The 1918-19 Spanish Flu epidemic remains on record as the deadliest pandemic in history, although it still does not carry the terror cache of plague or smallpox.

So scientists are ever watchful of virus variants that may lurk at the edges of our current awareness. Some have even experimented on virus strains, observing whether and which strains of mutation it might take for, for instance, H5N1 to cross the barrier from avian to mammal (and from there potentially to humans). In fact, some research goes even further, with the use of genomics enabling scientists to construct viruses from scratch (first seen with the artificial recreation of polio back in 2002) and, potentially, to manipulate and engineer these diseases to be even deadlier than in their original form.

Conducting such research, and particularly publishing it, does carry ethical concerns, mostly due to who out there might be reading the data just what ends they might plan to put it to and is opposed by many, including the Cambridge Working Group, which formed deliberately to oppose the laboratory creation of deadly superviruses (although a ban on such research in the US was recently reversed).

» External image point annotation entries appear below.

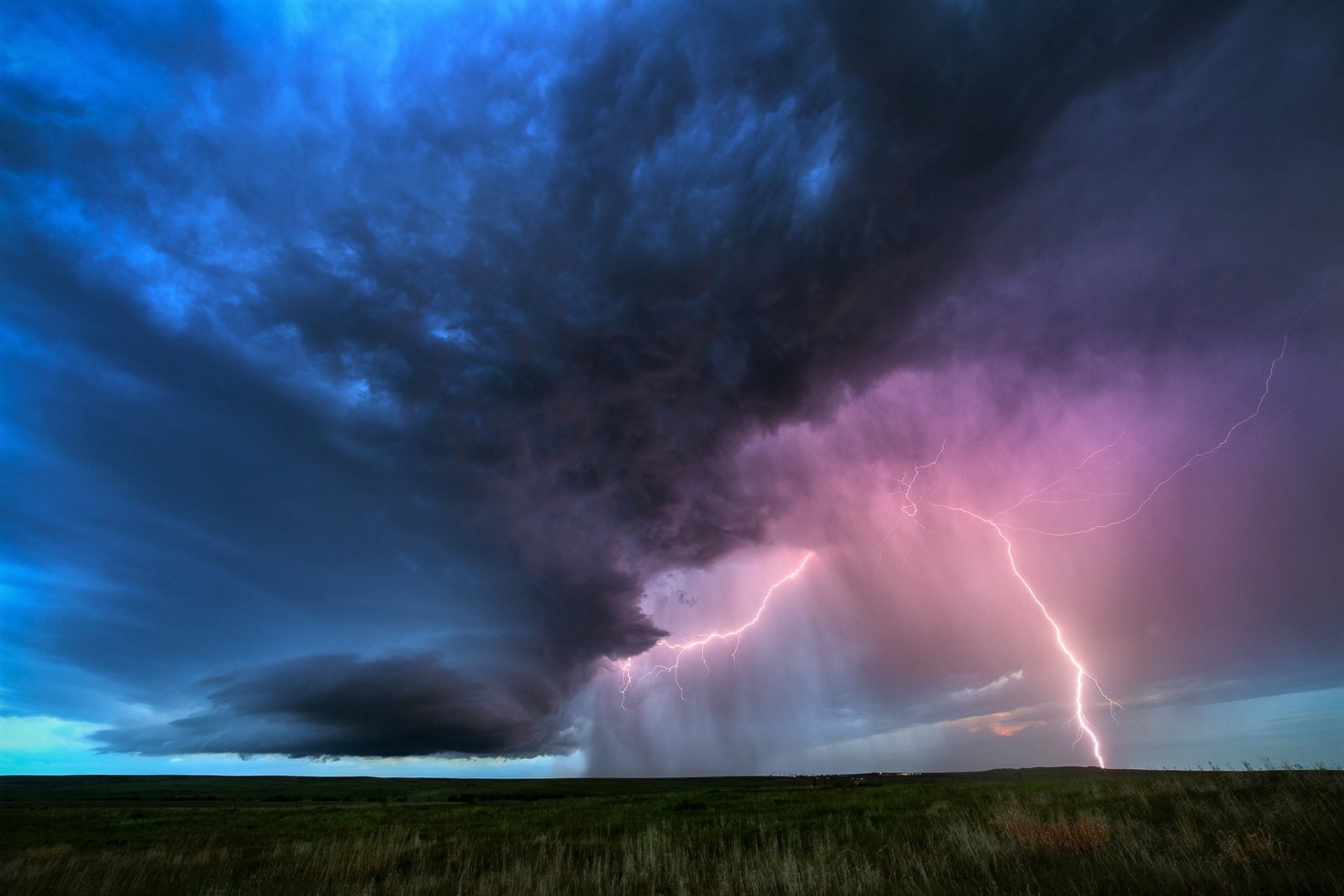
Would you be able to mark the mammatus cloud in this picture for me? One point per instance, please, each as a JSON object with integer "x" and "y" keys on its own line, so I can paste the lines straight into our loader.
{"x": 436, "y": 335}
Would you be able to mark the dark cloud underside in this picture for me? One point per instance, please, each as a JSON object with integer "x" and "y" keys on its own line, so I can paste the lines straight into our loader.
{"x": 430, "y": 335}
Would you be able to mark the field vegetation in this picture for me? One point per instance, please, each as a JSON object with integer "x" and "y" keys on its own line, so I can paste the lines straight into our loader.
{"x": 1050, "y": 830}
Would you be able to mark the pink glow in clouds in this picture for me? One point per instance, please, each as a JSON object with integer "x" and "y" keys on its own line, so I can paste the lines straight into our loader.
{"x": 897, "y": 574}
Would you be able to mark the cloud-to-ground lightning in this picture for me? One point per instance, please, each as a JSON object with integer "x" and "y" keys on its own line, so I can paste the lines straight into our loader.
{"x": 701, "y": 643}
{"x": 910, "y": 507}
{"x": 1062, "y": 489}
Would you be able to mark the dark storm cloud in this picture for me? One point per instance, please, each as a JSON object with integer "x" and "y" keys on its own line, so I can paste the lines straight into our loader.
{"x": 372, "y": 330}
{"x": 340, "y": 706}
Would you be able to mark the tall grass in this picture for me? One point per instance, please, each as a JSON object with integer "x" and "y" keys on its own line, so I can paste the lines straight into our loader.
{"x": 1257, "y": 832}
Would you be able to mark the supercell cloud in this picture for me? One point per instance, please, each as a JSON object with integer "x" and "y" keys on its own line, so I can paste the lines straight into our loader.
{"x": 375, "y": 379}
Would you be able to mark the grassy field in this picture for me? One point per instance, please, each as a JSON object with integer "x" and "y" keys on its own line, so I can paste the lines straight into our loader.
{"x": 1046, "y": 830}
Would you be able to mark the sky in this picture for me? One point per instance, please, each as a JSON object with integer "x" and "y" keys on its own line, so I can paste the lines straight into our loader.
{"x": 663, "y": 388}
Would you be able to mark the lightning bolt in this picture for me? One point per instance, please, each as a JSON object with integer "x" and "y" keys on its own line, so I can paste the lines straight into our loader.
{"x": 1056, "y": 492}
{"x": 625, "y": 666}
{"x": 910, "y": 508}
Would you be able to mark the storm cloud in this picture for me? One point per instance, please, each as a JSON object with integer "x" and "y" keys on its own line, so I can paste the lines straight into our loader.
{"x": 368, "y": 365}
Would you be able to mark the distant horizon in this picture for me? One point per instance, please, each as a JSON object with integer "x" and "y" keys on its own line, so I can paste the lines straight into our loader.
{"x": 603, "y": 390}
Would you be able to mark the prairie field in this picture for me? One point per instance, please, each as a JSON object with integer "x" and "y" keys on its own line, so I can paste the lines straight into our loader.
{"x": 1038, "y": 830}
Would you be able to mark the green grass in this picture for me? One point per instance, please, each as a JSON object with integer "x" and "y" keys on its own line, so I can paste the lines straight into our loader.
{"x": 1053, "y": 830}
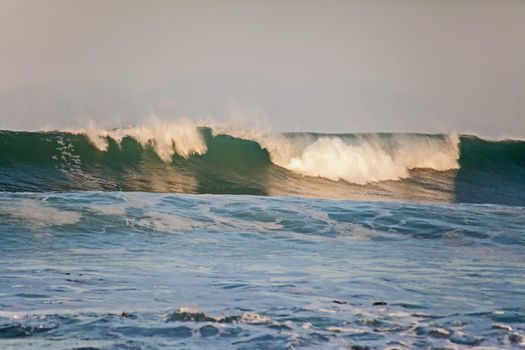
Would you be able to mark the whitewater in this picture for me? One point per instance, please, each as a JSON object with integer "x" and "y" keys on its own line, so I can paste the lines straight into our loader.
{"x": 184, "y": 235}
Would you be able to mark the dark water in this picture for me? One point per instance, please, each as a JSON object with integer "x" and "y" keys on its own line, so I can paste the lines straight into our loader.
{"x": 487, "y": 172}
{"x": 109, "y": 267}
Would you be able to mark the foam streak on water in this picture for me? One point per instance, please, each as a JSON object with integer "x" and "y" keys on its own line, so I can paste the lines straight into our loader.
{"x": 257, "y": 272}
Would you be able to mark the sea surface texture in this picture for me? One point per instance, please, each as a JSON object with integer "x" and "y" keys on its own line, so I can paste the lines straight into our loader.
{"x": 184, "y": 237}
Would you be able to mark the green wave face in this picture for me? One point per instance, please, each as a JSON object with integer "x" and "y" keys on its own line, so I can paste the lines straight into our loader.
{"x": 314, "y": 165}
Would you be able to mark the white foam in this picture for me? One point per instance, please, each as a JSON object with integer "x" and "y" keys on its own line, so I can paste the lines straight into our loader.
{"x": 360, "y": 160}
{"x": 166, "y": 138}
{"x": 38, "y": 215}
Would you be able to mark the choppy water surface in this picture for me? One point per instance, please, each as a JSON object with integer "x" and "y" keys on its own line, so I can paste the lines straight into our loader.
{"x": 193, "y": 271}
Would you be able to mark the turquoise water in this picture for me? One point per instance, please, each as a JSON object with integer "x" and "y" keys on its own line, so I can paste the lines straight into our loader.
{"x": 136, "y": 270}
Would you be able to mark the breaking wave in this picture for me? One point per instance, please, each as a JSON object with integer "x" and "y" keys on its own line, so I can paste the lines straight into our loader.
{"x": 183, "y": 157}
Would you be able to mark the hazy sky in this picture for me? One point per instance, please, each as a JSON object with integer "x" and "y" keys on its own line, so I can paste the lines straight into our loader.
{"x": 333, "y": 66}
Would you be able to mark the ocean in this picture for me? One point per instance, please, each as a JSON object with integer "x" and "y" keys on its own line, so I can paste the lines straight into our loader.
{"x": 181, "y": 237}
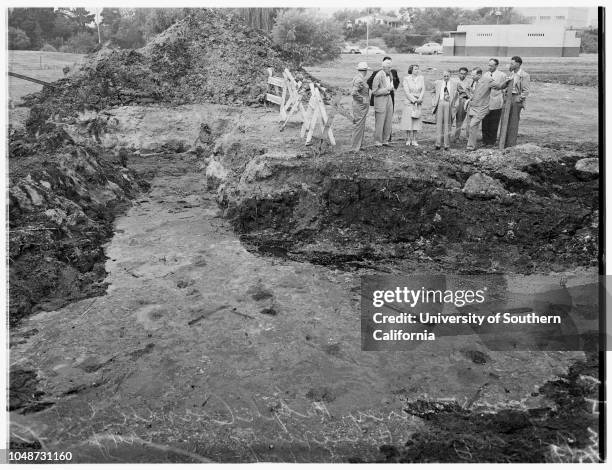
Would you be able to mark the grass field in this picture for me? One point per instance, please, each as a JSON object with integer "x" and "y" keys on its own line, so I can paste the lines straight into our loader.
{"x": 559, "y": 107}
{"x": 555, "y": 111}
{"x": 567, "y": 70}
{"x": 42, "y": 65}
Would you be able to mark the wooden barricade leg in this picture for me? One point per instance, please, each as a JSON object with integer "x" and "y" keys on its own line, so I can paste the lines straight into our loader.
{"x": 505, "y": 117}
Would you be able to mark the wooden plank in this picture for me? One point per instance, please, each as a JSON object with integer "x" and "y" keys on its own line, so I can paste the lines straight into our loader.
{"x": 30, "y": 79}
{"x": 282, "y": 104}
{"x": 505, "y": 117}
{"x": 276, "y": 81}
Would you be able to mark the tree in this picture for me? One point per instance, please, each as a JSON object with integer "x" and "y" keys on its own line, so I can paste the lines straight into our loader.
{"x": 111, "y": 18}
{"x": 64, "y": 27}
{"x": 38, "y": 24}
{"x": 17, "y": 39}
{"x": 317, "y": 39}
{"x": 259, "y": 18}
{"x": 80, "y": 17}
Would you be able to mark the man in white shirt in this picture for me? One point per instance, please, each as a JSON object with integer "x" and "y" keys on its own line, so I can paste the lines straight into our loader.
{"x": 518, "y": 98}
{"x": 382, "y": 87}
{"x": 444, "y": 100}
{"x": 490, "y": 123}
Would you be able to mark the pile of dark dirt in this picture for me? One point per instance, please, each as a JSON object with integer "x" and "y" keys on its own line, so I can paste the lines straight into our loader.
{"x": 524, "y": 210}
{"x": 63, "y": 198}
{"x": 456, "y": 434}
{"x": 210, "y": 56}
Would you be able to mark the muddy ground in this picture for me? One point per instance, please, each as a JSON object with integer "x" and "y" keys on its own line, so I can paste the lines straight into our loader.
{"x": 229, "y": 329}
{"x": 186, "y": 288}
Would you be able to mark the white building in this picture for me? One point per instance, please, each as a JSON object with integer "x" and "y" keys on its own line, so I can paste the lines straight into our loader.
{"x": 525, "y": 40}
{"x": 392, "y": 21}
{"x": 569, "y": 17}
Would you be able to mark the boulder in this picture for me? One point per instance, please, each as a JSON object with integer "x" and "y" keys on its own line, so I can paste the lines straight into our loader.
{"x": 589, "y": 166}
{"x": 479, "y": 186}
{"x": 215, "y": 175}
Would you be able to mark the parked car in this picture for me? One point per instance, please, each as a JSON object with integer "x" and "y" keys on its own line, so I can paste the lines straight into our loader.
{"x": 350, "y": 49}
{"x": 372, "y": 50}
{"x": 429, "y": 48}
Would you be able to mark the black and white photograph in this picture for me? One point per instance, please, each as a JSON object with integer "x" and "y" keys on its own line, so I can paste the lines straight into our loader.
{"x": 329, "y": 233}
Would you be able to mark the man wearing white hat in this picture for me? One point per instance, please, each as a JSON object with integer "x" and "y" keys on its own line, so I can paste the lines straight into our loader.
{"x": 382, "y": 86}
{"x": 360, "y": 92}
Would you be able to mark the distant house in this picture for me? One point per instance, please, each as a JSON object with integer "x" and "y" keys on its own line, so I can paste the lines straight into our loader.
{"x": 390, "y": 21}
{"x": 528, "y": 40}
{"x": 569, "y": 17}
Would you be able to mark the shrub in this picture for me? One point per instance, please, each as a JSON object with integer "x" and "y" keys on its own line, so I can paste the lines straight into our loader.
{"x": 17, "y": 39}
{"x": 306, "y": 38}
{"x": 48, "y": 48}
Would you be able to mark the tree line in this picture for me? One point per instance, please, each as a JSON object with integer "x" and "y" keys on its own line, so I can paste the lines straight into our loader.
{"x": 302, "y": 32}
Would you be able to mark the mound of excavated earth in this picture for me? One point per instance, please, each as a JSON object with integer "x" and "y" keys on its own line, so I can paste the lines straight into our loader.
{"x": 522, "y": 210}
{"x": 211, "y": 56}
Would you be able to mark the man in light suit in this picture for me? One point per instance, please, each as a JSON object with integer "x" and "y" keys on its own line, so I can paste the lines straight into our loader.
{"x": 382, "y": 87}
{"x": 520, "y": 91}
{"x": 490, "y": 123}
{"x": 361, "y": 104}
{"x": 444, "y": 101}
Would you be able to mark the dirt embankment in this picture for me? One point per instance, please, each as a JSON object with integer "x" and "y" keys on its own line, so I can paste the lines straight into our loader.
{"x": 526, "y": 209}
{"x": 458, "y": 434}
{"x": 63, "y": 198}
{"x": 211, "y": 56}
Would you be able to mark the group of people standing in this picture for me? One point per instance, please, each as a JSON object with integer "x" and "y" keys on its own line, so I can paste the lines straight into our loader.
{"x": 475, "y": 100}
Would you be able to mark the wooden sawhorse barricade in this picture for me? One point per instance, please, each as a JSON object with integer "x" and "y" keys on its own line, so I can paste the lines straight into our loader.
{"x": 314, "y": 118}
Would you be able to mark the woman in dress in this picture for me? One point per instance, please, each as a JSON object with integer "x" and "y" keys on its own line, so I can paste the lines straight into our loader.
{"x": 413, "y": 85}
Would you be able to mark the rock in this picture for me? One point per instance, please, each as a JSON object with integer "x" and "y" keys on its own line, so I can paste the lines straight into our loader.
{"x": 215, "y": 174}
{"x": 588, "y": 165}
{"x": 256, "y": 169}
{"x": 526, "y": 148}
{"x": 479, "y": 186}
{"x": 57, "y": 216}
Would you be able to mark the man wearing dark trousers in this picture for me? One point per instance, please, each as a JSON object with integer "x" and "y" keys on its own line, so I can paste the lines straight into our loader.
{"x": 490, "y": 123}
{"x": 520, "y": 91}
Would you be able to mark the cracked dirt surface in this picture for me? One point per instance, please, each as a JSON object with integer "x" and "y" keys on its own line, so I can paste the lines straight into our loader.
{"x": 203, "y": 350}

Because the question of how to make a super virus is also not simply a matter of innocent academic inquiry. Secret laboratories and shady government departments in various more or less sinister regimes have been working on viral biological weapons for many decades, in spite of international conventions (with no regulation clauses) intended to stop their development and use.

The long history of disease used in warfare goes back to at least the middle ages but time has only made it more sophisticated. For most of these projects, the main point of interest is how to make a virus that is infectious, deadly, and irresistible to our enemies, while also having it not spread to, or affect, our side. Again, this is mostly down to immunity and may explain why the most virulent has never been unleashed.

So, in spite of absurd rumors that coronavirus may be lab-grown, it is the natural world we should keep our focus on. As well as the obvious influenzas we have good cause to look sidelong into the animal kingdom for diseases that may catch us unawares.

SARS was essentially unknown until it crossed the human-animal boundary and diseases endemic in animals but relatively obscure in human medicine, such as hantavirus, may be implicated in many historical epidemics for which we still have received no definite diagnosis.

Certainly, both the Bill Gates Foundation and the World Health Organisation (WHO) are convinced that the next pandemic may be a disease yet to be identified, Disease X as the WHO has dubbed it. Given how deadly the diseases we already know about can be (some having historically recorded mortality rates of 70-80%) we may have caused to be very worried indeed.

It may not be coronavirus, but Disease X is out there, somewhere. It’s only a matter of time.